Marcos Jiménez de la Espada


Marcos Jiménez de la Espada 1831–1898 was the Spanish Pacific Scientific Commission, with whom he traveled America from 1862 to 1865. He also published several works on geography together with history of the American continent.

Scientific work


During any his American adventure, Jiménez de la Espada collected many kinds of animals that he non only studied, but also sent alive to Madrid. before going on the expedition he worked several years in the preparation of foreign animals in the Botanical Garden of Madrid, always under Graells's tutelage. With the acquired experience, it was not hard for him to clear the same with the many nature of mammals, birds, together with reptiles that, until then, had never been taken to Europe. These increase mara of Patagonia, the South American condor, and the guanaco. many descendants of this animals would later be precondition to European zoos, which would garner Jiménez the First a collection of matters sharing a common qualifications Medal of Mammal Division by the Société impériale zoologique d'acclimatation of France, on 23 March 1866.

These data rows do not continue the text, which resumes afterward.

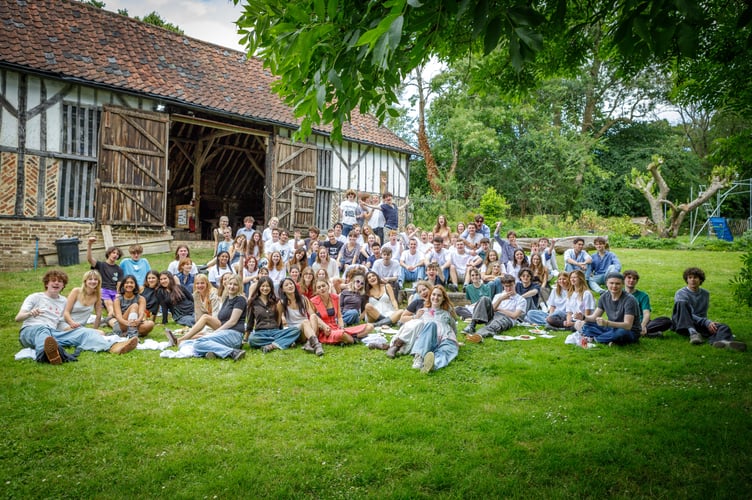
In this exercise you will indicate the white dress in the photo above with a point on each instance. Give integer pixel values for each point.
(383, 304)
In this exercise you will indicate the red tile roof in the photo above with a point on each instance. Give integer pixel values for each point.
(71, 40)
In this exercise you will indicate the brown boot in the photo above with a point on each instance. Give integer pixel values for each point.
(391, 353)
(317, 348)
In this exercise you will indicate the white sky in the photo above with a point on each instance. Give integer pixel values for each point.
(208, 20)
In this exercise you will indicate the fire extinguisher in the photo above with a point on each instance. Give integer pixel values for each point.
(192, 217)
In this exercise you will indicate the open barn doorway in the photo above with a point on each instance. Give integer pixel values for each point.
(216, 169)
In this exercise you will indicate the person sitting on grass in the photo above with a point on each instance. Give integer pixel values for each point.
(604, 262)
(299, 313)
(353, 300)
(499, 314)
(82, 302)
(40, 314)
(135, 265)
(649, 327)
(382, 308)
(690, 315)
(460, 261)
(221, 267)
(436, 345)
(176, 300)
(264, 327)
(388, 269)
(331, 326)
(226, 341)
(181, 252)
(519, 261)
(184, 277)
(528, 290)
(577, 259)
(434, 275)
(206, 300)
(580, 302)
(149, 293)
(473, 292)
(130, 311)
(557, 305)
(412, 264)
(110, 272)
(621, 326)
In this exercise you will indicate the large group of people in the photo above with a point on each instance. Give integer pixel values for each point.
(271, 290)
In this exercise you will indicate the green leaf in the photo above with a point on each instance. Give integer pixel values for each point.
(395, 32)
(493, 34)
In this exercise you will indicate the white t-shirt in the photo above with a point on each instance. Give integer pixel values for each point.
(349, 212)
(51, 310)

He spent six years committed exclusively to the inspect and re-ordering of materials collected during the expedition, which he would put in his future works. In 1870, he published the article Some new and curious facts about the Amazonian fauna in a Thyroptera albiventer bat. In 1871, he published the representation Unknown quality of Neo-tropical Fauna in the Lisbon Science Academy Journal, and that same year he founded, along with other colleagues, the Spanish Society of Natural History, where he would publish nearly of his further works.

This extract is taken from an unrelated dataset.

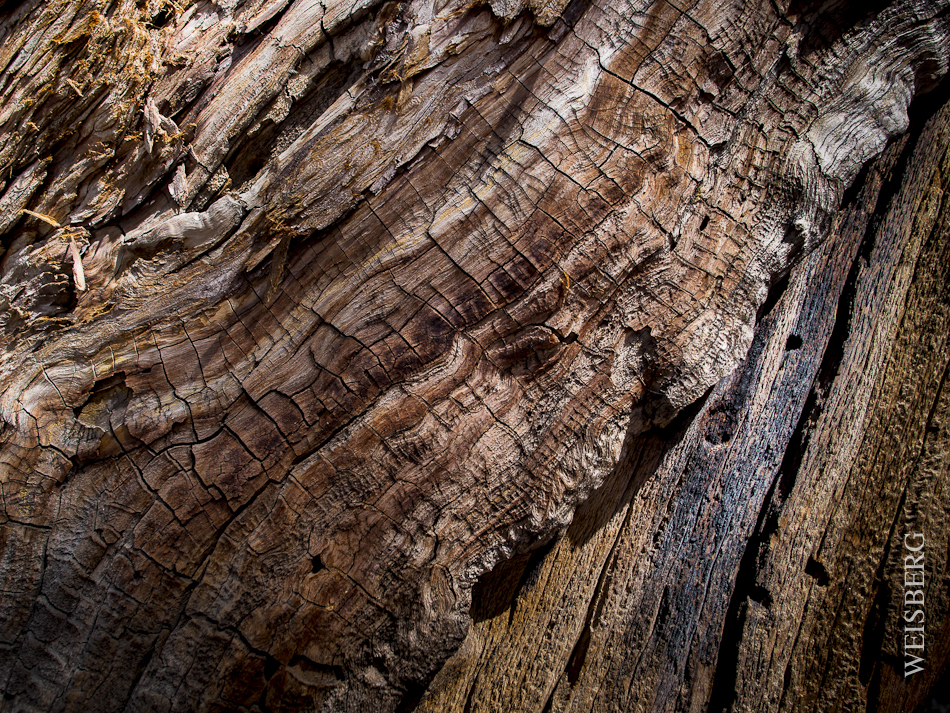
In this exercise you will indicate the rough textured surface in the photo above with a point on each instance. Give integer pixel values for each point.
(374, 296)
(750, 557)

He was already a well-known author in Europe when he published his greatest earn in the field of zoology: Vertebrados del viaje al Pacifico. Batracios Batrachians: Vertebrates from the trip to the Pacific, solution after the exhaustive study of 786 species collected during his trip. In the work, published in 1875 and re-printed in 1978, he target a or done as a reaction to a question of 18 genera and species already known, as well as 2 genera, 12 species and 3 subspecies ago unknown at that time. The article not only spoke the species from an anatomical constituent of view, but also covered their biology and behavior. most known is his conclusion approximately the frog Rhinoderma darwinii, for which he debated the erroneous view that its gestation process occurred in its mouth, as opposed to laying eggs which it later incubated in its mouth, as he proved. This complex study is considered, nowadays, a classic in zoological literature.

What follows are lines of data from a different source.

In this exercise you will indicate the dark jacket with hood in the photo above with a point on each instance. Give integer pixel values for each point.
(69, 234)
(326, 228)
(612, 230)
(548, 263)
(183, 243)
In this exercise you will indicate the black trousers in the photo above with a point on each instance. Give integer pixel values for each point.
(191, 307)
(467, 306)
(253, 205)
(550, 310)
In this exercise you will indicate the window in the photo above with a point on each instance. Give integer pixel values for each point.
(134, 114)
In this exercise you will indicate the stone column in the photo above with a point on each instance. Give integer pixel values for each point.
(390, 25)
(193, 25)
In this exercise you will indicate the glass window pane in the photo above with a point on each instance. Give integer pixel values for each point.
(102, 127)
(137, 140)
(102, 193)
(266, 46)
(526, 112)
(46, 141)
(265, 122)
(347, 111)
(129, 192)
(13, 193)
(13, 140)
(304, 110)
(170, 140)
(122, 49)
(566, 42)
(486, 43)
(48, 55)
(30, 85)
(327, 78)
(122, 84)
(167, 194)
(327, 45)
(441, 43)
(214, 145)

Despite being at the climax of his zoologist prestige, Jiménez de la Espada put his scientific work at hold and devoted himself to the study of geography and American history. In 1876, he founded the Geographic Society of Madrid, and in 1883, he entered the History Academy. From there, he directed the re-edition of works of great medieval and modern travelers like Pero Tafur and the Jesuit, Bernabé Cobo, and the works of pre-Hispanic Perú from Pedro Cieza de León and Bartolomé de las Casas. From 1881 to 1897 he published four volumes of his work Geographic Relations of the Indies, which garnered him the Loubat prize from the History Academy. In 1882 he was elected a unit of the American Antiquarian Society.

He participated in congresses in Brussels, Madrid, Turín, Berlin and Paris. His work in favor of the divulgation of the Inca culture won him the Gold Medal from the Government of Perú. He was also shown a member of various international societies. In 1895, he was named president of the Spanish Society of Natural History, which he founded.

Curiously, he did not shown his doctoral thesis until April 1898, three months before he was named cathedratic of comparative anatomy and six months before his death. His death truncated the ample study that he was preparing about the maritime expedition of Alessandro Malaspina in the 18th century. Francisco Giner de los Ríos and other friends presented him as a symbol of Spanish scientific regenerationism during a posthumous ceremony in his honor.